RTT to nearest cloud (Mumbai AWS): 8–15ms
+ Firewall/LB: 5ms
+ Inference in cloud: 25–40ms
+ Return path: 8–15ms
Total RTT: 46–75ms

LL = 4 budget: 31ms
LL = 5 budget: 20ms

Cloud AI via internet fails LL = 4 and LL = 5 on physics, not bandwidth.
These workloads must run in the in-house DC regardless of WAN bandwidth.

B7 — 5G Cellular Backup (Tertiary Emergency Path)

What is B here?

A 5G cellular modem providing realistic sustained throughput of 300–600 Mbps (theoretical maximum 1+ Gbps, derated for enterprise planning). A = 0.60 — wireless medium, shared tower infrastructure, no enterprise SLA.

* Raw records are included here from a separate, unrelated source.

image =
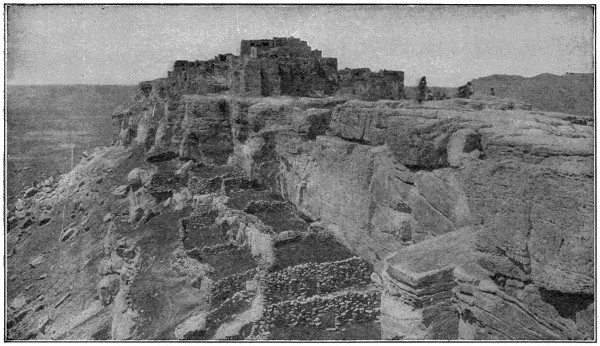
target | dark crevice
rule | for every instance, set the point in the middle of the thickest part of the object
(358, 141)
(566, 304)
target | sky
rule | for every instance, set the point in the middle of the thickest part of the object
(101, 44)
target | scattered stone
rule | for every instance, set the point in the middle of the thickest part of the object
(21, 314)
(68, 233)
(107, 217)
(44, 219)
(184, 170)
(36, 261)
(195, 325)
(30, 192)
(42, 323)
(18, 302)
(28, 222)
(121, 191)
(62, 300)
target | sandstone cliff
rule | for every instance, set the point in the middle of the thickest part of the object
(476, 215)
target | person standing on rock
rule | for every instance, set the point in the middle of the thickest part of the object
(465, 91)
(422, 90)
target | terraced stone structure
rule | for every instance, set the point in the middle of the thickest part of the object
(217, 214)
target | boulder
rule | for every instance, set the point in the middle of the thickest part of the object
(184, 170)
(30, 192)
(43, 323)
(107, 217)
(138, 177)
(36, 261)
(121, 191)
(192, 327)
(18, 302)
(44, 219)
(68, 233)
(28, 222)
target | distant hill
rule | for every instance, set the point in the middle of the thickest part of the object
(572, 93)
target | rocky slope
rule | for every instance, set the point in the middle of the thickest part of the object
(471, 219)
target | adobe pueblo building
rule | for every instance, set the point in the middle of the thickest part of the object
(283, 66)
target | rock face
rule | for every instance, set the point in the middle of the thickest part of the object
(517, 183)
(474, 217)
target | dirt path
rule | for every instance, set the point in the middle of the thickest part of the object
(251, 315)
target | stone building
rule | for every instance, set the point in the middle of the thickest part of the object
(282, 66)
(366, 85)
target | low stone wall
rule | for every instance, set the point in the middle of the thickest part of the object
(228, 286)
(258, 206)
(219, 248)
(326, 312)
(316, 278)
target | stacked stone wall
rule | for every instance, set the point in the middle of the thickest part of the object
(316, 279)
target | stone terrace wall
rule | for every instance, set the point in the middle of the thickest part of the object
(350, 307)
(316, 278)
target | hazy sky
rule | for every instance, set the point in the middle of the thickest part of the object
(449, 44)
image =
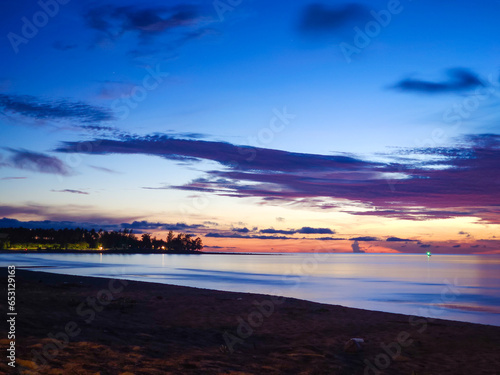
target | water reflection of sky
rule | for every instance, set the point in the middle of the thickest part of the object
(459, 287)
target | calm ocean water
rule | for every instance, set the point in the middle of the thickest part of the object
(456, 287)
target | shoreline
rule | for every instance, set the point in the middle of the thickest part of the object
(147, 328)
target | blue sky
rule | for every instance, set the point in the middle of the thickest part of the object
(250, 114)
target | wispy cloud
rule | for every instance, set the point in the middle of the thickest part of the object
(79, 214)
(303, 230)
(397, 239)
(13, 178)
(460, 80)
(320, 18)
(56, 109)
(36, 162)
(167, 26)
(72, 191)
(428, 183)
(103, 169)
(146, 225)
(364, 238)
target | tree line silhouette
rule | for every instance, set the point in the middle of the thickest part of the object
(84, 239)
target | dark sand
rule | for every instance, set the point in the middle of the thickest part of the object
(161, 329)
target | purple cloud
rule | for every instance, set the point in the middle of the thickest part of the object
(70, 191)
(56, 109)
(429, 183)
(459, 80)
(37, 162)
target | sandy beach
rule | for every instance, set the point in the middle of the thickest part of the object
(81, 325)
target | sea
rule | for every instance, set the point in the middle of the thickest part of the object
(454, 287)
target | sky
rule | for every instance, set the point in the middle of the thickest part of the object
(259, 126)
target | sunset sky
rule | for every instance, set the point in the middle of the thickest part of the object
(257, 125)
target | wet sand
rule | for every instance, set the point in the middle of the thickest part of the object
(82, 325)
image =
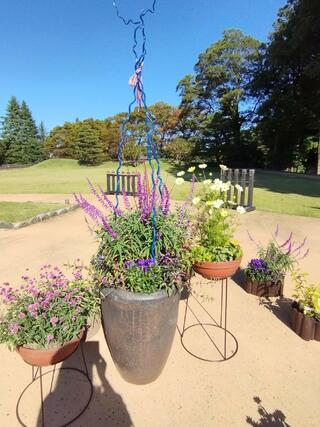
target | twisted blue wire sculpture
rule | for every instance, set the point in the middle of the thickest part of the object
(140, 100)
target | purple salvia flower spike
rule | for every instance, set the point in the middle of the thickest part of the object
(287, 241)
(108, 228)
(126, 199)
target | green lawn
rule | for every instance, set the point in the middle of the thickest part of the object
(297, 195)
(14, 211)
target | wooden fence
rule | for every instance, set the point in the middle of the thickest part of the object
(128, 182)
(244, 178)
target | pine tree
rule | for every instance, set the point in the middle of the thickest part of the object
(89, 146)
(42, 132)
(29, 136)
(11, 132)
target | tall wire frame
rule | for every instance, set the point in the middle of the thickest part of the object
(139, 99)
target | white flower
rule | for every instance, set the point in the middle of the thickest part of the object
(216, 186)
(179, 181)
(225, 186)
(224, 213)
(241, 210)
(196, 200)
(238, 187)
(218, 203)
(207, 182)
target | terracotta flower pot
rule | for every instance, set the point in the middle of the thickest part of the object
(49, 356)
(217, 270)
(317, 331)
(306, 327)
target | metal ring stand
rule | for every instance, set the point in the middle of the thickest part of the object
(221, 325)
(36, 377)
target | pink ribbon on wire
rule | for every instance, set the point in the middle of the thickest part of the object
(136, 81)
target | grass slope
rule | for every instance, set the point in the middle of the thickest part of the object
(274, 192)
(14, 211)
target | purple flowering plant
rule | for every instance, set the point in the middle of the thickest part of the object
(124, 258)
(49, 310)
(276, 258)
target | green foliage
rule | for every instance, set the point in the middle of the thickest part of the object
(215, 222)
(48, 311)
(20, 135)
(228, 252)
(89, 149)
(61, 142)
(179, 149)
(132, 152)
(216, 101)
(288, 84)
(306, 294)
(135, 237)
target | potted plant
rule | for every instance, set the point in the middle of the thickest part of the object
(264, 276)
(215, 253)
(141, 263)
(45, 319)
(305, 319)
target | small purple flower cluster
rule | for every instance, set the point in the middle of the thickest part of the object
(144, 264)
(37, 297)
(165, 200)
(259, 264)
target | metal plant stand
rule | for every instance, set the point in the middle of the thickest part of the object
(223, 353)
(38, 374)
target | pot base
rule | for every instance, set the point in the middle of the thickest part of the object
(139, 330)
(49, 356)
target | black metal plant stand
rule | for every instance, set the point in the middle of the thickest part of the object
(223, 352)
(38, 374)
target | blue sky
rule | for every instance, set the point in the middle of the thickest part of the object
(72, 58)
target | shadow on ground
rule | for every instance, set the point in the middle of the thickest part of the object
(239, 277)
(281, 308)
(274, 419)
(71, 392)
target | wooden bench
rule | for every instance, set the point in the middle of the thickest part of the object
(245, 178)
(128, 182)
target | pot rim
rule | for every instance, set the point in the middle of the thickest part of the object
(216, 263)
(127, 295)
(74, 339)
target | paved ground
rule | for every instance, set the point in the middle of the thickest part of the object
(272, 366)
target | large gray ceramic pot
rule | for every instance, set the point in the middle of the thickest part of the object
(139, 330)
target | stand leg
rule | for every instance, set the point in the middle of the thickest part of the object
(41, 396)
(84, 360)
(225, 319)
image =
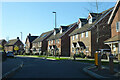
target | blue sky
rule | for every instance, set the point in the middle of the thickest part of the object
(37, 17)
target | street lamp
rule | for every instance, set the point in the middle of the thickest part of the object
(55, 34)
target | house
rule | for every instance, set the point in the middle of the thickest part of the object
(90, 34)
(2, 44)
(40, 43)
(11, 44)
(59, 42)
(28, 43)
(114, 21)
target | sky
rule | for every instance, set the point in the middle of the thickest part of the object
(37, 17)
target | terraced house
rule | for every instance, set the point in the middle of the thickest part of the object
(9, 47)
(90, 34)
(59, 42)
(2, 44)
(28, 43)
(114, 21)
(40, 44)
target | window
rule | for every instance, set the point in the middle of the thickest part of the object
(86, 34)
(82, 35)
(90, 20)
(118, 26)
(76, 36)
(80, 25)
(58, 41)
(72, 50)
(72, 37)
(49, 42)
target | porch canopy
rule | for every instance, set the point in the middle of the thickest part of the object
(81, 44)
(113, 39)
(50, 47)
(74, 44)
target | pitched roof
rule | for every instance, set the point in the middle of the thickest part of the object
(32, 38)
(83, 19)
(88, 26)
(2, 40)
(12, 42)
(114, 11)
(43, 36)
(113, 39)
(59, 35)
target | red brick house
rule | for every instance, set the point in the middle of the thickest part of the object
(40, 43)
(90, 36)
(28, 43)
(59, 42)
(114, 21)
(10, 45)
(2, 44)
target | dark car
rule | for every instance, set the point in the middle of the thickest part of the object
(10, 54)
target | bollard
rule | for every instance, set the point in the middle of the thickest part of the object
(99, 61)
(111, 64)
(74, 57)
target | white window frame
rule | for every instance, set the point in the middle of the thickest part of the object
(72, 37)
(76, 36)
(80, 25)
(82, 35)
(118, 26)
(58, 40)
(49, 42)
(86, 34)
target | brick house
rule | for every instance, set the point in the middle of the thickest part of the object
(28, 43)
(59, 42)
(90, 36)
(114, 21)
(40, 43)
(9, 47)
(2, 44)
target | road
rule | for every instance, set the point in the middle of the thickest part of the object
(36, 68)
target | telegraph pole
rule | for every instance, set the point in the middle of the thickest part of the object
(55, 34)
(21, 36)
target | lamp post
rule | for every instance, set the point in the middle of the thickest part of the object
(55, 34)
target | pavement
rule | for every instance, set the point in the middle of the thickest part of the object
(37, 68)
(9, 66)
(104, 73)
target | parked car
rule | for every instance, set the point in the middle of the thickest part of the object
(10, 54)
(3, 55)
(104, 53)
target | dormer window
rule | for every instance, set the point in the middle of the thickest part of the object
(61, 30)
(90, 20)
(80, 25)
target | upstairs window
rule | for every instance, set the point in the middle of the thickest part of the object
(86, 34)
(58, 41)
(82, 35)
(90, 20)
(80, 24)
(118, 26)
(72, 37)
(49, 42)
(76, 36)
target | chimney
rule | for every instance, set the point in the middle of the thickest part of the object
(29, 34)
(17, 37)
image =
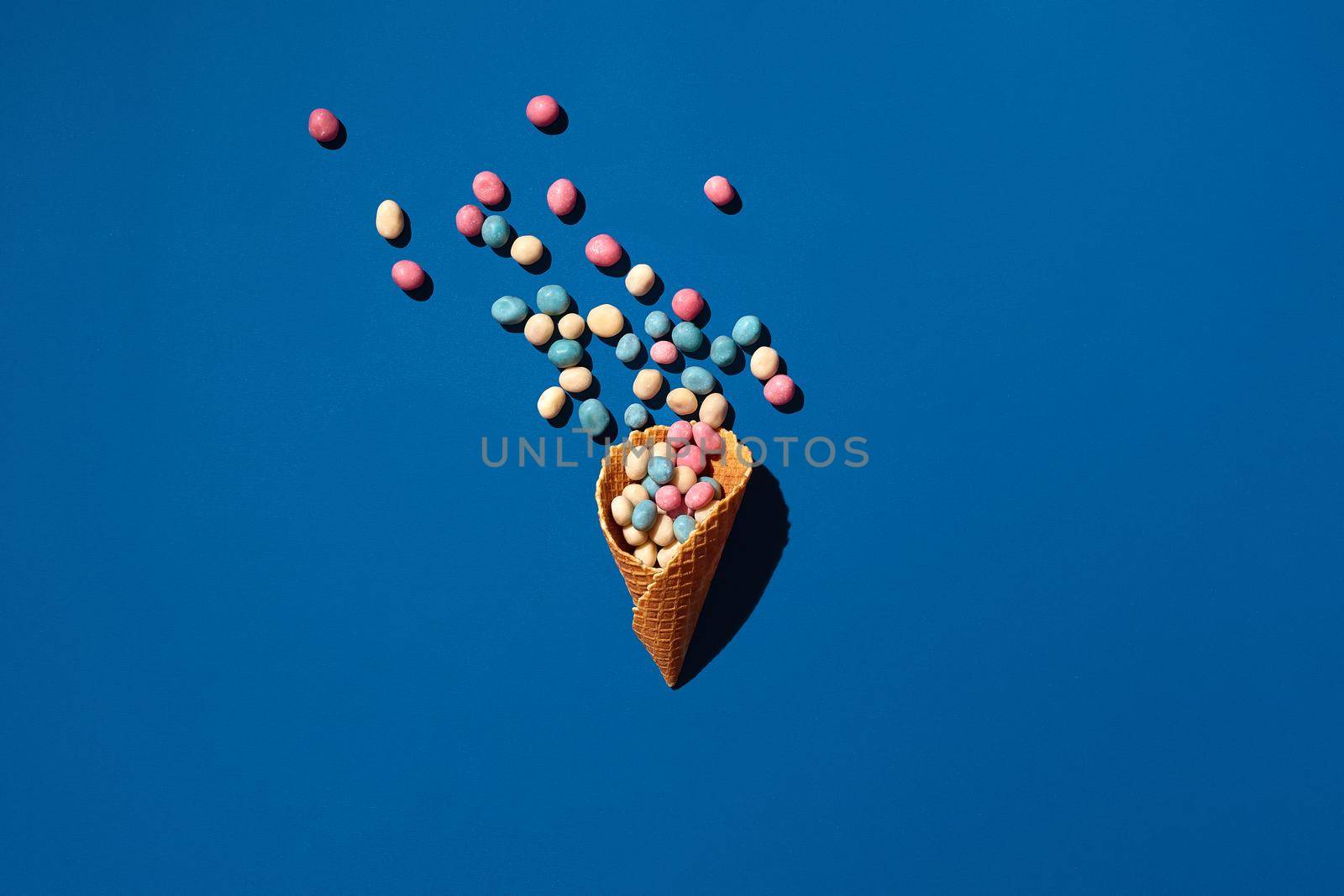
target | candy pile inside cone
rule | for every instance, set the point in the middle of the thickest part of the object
(669, 598)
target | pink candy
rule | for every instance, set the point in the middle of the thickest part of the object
(663, 352)
(470, 219)
(407, 275)
(719, 191)
(602, 250)
(323, 125)
(543, 110)
(699, 496)
(780, 389)
(562, 196)
(488, 187)
(687, 304)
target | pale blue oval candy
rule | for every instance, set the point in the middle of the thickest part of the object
(593, 417)
(746, 331)
(628, 348)
(658, 324)
(698, 379)
(723, 351)
(508, 309)
(564, 352)
(660, 469)
(645, 513)
(636, 417)
(553, 300)
(495, 231)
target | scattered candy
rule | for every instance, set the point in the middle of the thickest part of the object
(647, 385)
(780, 390)
(495, 231)
(539, 329)
(602, 250)
(636, 417)
(564, 352)
(575, 379)
(687, 336)
(698, 379)
(562, 196)
(543, 110)
(765, 363)
(470, 219)
(687, 304)
(593, 417)
(683, 401)
(628, 348)
(488, 187)
(723, 351)
(508, 309)
(571, 325)
(551, 402)
(719, 191)
(407, 275)
(606, 322)
(746, 331)
(640, 280)
(390, 219)
(323, 125)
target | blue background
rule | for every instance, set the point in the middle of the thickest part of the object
(1073, 269)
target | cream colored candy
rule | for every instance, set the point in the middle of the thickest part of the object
(575, 379)
(622, 508)
(390, 219)
(765, 363)
(640, 280)
(528, 250)
(683, 401)
(538, 329)
(606, 322)
(638, 463)
(551, 402)
(714, 409)
(571, 325)
(663, 533)
(647, 385)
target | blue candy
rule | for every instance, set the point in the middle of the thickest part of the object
(687, 336)
(723, 351)
(636, 417)
(495, 231)
(508, 309)
(628, 348)
(553, 300)
(564, 352)
(746, 331)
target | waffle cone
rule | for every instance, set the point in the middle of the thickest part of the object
(669, 600)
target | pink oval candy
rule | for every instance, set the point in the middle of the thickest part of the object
(602, 250)
(679, 434)
(699, 496)
(470, 219)
(407, 275)
(543, 110)
(707, 438)
(488, 187)
(323, 125)
(780, 389)
(663, 352)
(669, 497)
(687, 304)
(719, 191)
(562, 196)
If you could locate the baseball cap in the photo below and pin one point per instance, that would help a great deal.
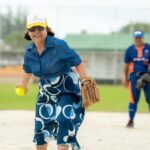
(138, 33)
(36, 20)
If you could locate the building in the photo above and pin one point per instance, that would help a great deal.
(102, 54)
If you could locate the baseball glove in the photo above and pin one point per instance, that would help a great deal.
(143, 80)
(89, 92)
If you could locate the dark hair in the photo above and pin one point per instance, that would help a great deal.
(49, 32)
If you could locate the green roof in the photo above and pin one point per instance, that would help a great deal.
(101, 41)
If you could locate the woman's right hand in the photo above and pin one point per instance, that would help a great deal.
(24, 81)
(125, 83)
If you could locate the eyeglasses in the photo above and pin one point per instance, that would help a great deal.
(33, 29)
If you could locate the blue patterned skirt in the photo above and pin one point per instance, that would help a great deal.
(59, 111)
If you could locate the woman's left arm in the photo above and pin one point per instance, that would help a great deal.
(81, 70)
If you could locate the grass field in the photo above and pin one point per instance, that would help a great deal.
(114, 99)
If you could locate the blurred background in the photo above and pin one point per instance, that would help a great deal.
(99, 31)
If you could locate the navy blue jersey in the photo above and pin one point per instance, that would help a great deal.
(56, 59)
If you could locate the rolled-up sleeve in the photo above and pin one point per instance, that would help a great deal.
(26, 63)
(69, 55)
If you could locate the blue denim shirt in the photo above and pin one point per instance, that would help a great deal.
(56, 59)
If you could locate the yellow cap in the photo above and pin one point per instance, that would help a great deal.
(36, 20)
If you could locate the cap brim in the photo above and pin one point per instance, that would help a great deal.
(36, 24)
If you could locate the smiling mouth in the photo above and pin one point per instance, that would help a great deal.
(37, 36)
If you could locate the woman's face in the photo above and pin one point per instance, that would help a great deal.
(37, 34)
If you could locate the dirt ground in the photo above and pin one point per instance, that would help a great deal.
(100, 131)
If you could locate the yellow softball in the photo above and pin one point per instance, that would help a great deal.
(20, 91)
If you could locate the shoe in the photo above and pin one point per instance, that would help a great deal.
(130, 124)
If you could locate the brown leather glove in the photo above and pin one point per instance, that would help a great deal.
(89, 92)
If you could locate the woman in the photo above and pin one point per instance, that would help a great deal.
(59, 111)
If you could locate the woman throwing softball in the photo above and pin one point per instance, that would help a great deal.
(59, 111)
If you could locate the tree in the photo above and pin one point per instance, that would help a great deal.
(12, 28)
(135, 26)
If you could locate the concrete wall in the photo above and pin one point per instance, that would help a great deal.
(103, 65)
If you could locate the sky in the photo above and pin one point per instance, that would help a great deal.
(94, 16)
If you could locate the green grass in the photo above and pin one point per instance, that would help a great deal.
(113, 99)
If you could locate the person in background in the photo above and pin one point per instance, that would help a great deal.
(137, 63)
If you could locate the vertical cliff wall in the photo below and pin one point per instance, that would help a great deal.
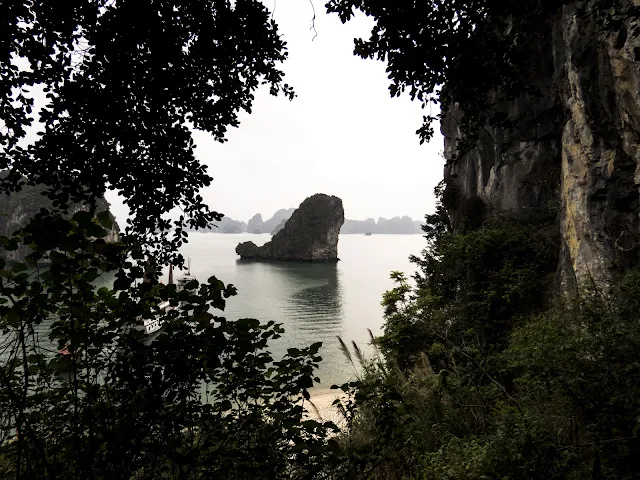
(574, 146)
(17, 209)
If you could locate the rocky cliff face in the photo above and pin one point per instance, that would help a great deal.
(255, 224)
(576, 146)
(17, 209)
(311, 234)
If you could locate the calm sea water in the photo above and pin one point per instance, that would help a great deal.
(316, 302)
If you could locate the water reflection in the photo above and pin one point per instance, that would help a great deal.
(305, 297)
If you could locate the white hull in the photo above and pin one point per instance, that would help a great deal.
(152, 325)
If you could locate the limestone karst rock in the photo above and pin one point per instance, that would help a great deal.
(255, 225)
(17, 209)
(311, 234)
(575, 144)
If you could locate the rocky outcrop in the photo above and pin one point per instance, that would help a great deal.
(600, 88)
(311, 234)
(574, 146)
(17, 209)
(281, 215)
(279, 227)
(255, 225)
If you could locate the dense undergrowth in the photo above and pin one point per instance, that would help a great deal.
(483, 372)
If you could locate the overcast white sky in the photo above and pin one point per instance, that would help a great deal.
(343, 135)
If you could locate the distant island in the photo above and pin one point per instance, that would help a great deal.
(309, 235)
(397, 225)
(19, 208)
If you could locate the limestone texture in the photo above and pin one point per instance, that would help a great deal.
(574, 147)
(311, 234)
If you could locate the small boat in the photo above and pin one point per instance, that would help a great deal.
(152, 325)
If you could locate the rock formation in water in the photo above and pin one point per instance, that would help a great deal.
(311, 234)
(255, 224)
(576, 145)
(17, 209)
(279, 227)
(282, 214)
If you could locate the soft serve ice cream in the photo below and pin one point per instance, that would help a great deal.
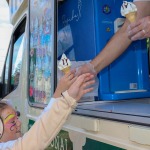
(129, 10)
(64, 64)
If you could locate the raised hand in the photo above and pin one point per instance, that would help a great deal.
(64, 83)
(81, 86)
(86, 68)
(139, 29)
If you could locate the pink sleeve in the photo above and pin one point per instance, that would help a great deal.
(48, 125)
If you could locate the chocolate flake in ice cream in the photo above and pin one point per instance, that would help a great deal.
(129, 10)
(64, 64)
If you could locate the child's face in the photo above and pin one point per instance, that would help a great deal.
(12, 125)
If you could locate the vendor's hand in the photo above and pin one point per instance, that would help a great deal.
(81, 86)
(64, 83)
(139, 29)
(86, 68)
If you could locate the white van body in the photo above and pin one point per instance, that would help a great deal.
(81, 131)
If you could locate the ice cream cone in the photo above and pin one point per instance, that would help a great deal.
(66, 70)
(131, 16)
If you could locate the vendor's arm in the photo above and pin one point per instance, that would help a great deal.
(120, 41)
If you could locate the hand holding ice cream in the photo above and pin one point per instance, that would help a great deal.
(129, 10)
(64, 64)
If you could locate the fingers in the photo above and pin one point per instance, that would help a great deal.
(83, 78)
(139, 30)
(87, 91)
(88, 83)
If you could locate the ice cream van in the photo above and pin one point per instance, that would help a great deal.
(116, 115)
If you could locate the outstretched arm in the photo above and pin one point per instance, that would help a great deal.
(113, 50)
(118, 43)
(55, 114)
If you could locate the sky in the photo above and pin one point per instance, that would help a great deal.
(5, 31)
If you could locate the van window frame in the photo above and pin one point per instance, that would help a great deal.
(10, 50)
(54, 69)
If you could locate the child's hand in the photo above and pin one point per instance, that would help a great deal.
(64, 83)
(81, 86)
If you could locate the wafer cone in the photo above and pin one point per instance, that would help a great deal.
(131, 16)
(66, 70)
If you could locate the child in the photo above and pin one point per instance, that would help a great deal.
(50, 121)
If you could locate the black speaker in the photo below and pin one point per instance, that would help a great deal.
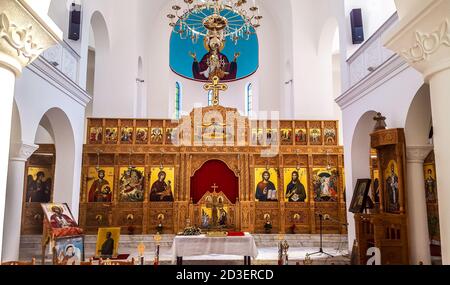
(75, 22)
(357, 26)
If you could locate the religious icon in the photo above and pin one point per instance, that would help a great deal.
(214, 63)
(266, 181)
(163, 181)
(376, 186)
(69, 250)
(100, 184)
(392, 188)
(157, 135)
(254, 138)
(330, 136)
(272, 136)
(170, 132)
(300, 136)
(430, 184)
(39, 185)
(141, 135)
(260, 136)
(131, 184)
(59, 216)
(296, 181)
(214, 130)
(111, 135)
(286, 135)
(215, 213)
(315, 136)
(126, 135)
(107, 245)
(95, 135)
(360, 196)
(325, 185)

Emergency failover calculation

Assumptions for emergency mode:
- Both MPLS and internet fail simultaneously (extremely rare)
- 50% of agents remain active: U_eff = 185
- Only cloud analytics traffic (Tier 1/2): AIW = 2.0, CS = 2.0, LL = 2.0

5G at 500 Mbps sustained:
IS = (185 × 2.0 × 2.0 × 2.0) / (500 × 0.60)
IS = 1,480 / 300
IS = 4.93   ← UPGRADE ZONE — acceptable for emergency window

5G at 1 Gbps (good signal):
IS = 1,480 / 600
IS = 2.47   ← MONITOR — acceptable emergency mode

Critical AI (fraud detect, agent assist):
→ Running from in-house DC — ZERO WAN dependency
→ These continue at full performance regardless of 5G status

Availability mathematics

MPLS availability:     99.5%  → outage probability: 0.005
Internet availability: 99.2%  → outage probability: 0.008
5G cellular:           99.8%  → outage probability: 0.002

Triple-path combined outage = 0.005 × 0.008 × 0.002 = 0.00000008
Availability = 1 - 0.00000008 = 99.9999%

Requirement: 99.9%
Achieved:    99.9999%  ← exceeds by 1,000×

The triple-path design (MPLS + Internet + 5G) with in-house DC edge AI far exceeds the 99.9% requirement. The 5G cellular modem is the insurance policy, not the operational path.

5G cellular configuration for SD-WAN

SD-WAN policy for 5G:
  Priority:           3 (tertiary — only when both other paths fail)
  Trigger:            Both MPLS and internet fail simultaneously
  Traffic allowed:    CS1–CS3 only (analytics, reports, non-time-critical)
  Traffic blocked:    EF, CS5, CS4 (these run from in-house DC anyway)
  Scheduler:          No model sync on 5G (too slow, too expensive)
  Max link usage:     80% of 5G capacity

Summary: campus IS across all layers

Layer B value A IS (all-cloud naive) IS (optimised) Bottleneck?
B8 — Access uplink (single 25G) 25G 0.97 1.50 1.50 No
B8 — Access uplink (dual 25G PC) 50G 0.97 0.75 0.75 No
B9 — Core to DC 100G 100G 0.99 0.91 0.91 No
B5 — MPLS 10G 10G 0.92 9.77 0.32 Yes (solved by MCP)
B6 — Internet 5G ISP 5G 0.72 24.9 0.82 Yes (solved by MCP)
B7 — 5G cellular 500M 0.60 2.47 Emergency only

The LAN and internal DC fabric are always fine. The WAN fails without MCP tiering. MCP tiering — not bandwidth upgrades — is the solution.